I love using fresh, springy ingredients – like asparagus, peas, and fresh mint – in a creamy comfort dish like risotto. It’s fun. The lighter, more delicate flavors almost hide in the decadent pockets of buttery bliss and then pop out to delight you. The key to making good risotto is patience. It’s not difficult; you just need to give the rice sufficient time to absorb the liquid before adding more. In culinary school in Italy, they taught us that plated risotto should be “al onde,” which translates to “to the wave.” In other words, it should flow (like a gentle wave – oh, how I love Italians and their culinary poetry!) to the edges when you tap the bottom of the plate.
While this recipe doesn’t yield risotto quite that loose, it should be creamy and definitely not able to hold its shape like a scoop of ice cream. If you get to the end of the recipe, and your risotto is too stiff, stir in a little water (no need to crack open another container of broth) until it reaches a creamy texture. Also, taste your rice after incorporating each cup of broth; you may find that your rice is cooked perfectly with 3 to 3 ½ cups of broth and that you won’t need the whole 4 cups. Remember to use both a wine and a broth that taste good to you on their own; those flavors will come through in the finished risotto.
Serves 4
- 4 tablespoons unsalted butter, divided
- 2 medium shallots, finely chopped
- 10 ounces baby bella or cremini mushrooms, trimmed and thinly sliced
- Kosher salt
- 3 garlic cloves, minced
- 1½ cups Arborio rice
- 1½ cups dry white wine (I like to use Pinot Grigio)
- 3 to 4 cups (low sodium) vegetable or chicken broth, divided
- 1 pound asparagus, trimmed and cut thinly on the bias into 1-inch-long pieces
- ¾ cup grated Parmigiano Reggiano
- ¾ cup frozen peas
- Zest of 1 lemon
- Freshly ground black pepper
- ¼ cup fresh mint leaves, thinly sliced
1. Melt 2 tablespoons of the butter in a medium Dutch oven (or other heavy bottomed pot or saucepan) over medium heat. Add the shallots, the mushrooms, and 1 teaspoon salt, and cook, stirring often, until the mushrooms start to brown, about 10 minutes.
2. Stir in the rice and the garlic and cook until the garlic is fragrant and the rice is coated and translucent around the edges, about 2 minutes.
3. Pour in the wine and bring to a simmer. Cook, stirring often, until almost all the wine has been absorbed, 6 to 10 minutes.
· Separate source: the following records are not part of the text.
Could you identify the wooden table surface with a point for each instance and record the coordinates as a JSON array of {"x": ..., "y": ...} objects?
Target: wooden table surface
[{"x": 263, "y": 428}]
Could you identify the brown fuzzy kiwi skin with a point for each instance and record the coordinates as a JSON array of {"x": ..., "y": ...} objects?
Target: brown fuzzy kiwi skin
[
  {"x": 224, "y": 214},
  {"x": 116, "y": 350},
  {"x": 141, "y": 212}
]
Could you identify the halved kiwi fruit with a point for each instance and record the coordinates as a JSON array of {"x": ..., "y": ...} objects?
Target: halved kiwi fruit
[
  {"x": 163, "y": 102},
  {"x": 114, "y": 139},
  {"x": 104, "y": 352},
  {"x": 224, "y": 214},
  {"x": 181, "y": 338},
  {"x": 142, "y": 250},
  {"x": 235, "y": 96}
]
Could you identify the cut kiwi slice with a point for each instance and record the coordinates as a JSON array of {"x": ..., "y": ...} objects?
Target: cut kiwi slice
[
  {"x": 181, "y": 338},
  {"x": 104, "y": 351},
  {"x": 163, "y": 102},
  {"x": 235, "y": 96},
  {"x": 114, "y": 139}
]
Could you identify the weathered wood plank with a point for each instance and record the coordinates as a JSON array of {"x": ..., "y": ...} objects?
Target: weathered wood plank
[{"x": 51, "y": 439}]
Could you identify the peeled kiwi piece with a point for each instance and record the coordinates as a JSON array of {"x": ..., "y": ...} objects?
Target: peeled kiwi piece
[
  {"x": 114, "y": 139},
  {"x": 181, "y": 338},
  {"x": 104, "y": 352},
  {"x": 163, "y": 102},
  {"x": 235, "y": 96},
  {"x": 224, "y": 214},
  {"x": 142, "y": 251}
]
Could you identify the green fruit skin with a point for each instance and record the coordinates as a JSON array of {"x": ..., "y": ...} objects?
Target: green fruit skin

4. Stir in 1 cup of broth and cook, stirring often, until almost all of the broth has been absorbed. Continue adding broth, 1 cup at a time, waiting for the previous broth to be absorbed before adding more. Taste the rice after incorporating each cup. You are looking for it to be tender but still a bit al dente. You may not need all 4 cups of broth.
5. Once all the broth has been added and absorbed, immediately remove the pan from the heat and add the asparagus on top of the rice. Cover the pot to steam the asparagus until crisp-tender, 3 to 5 minutes.
6. Uncover, stir in the Parmigiano, the peas, the lemon zest, and the remaining 2 tablespoons of butter. (If the risotto seems too stiff, go ahead and loosen it with a little broth or water at this point.) Season with salt and pepper to taste. Sprinkle the mint over the top and serve.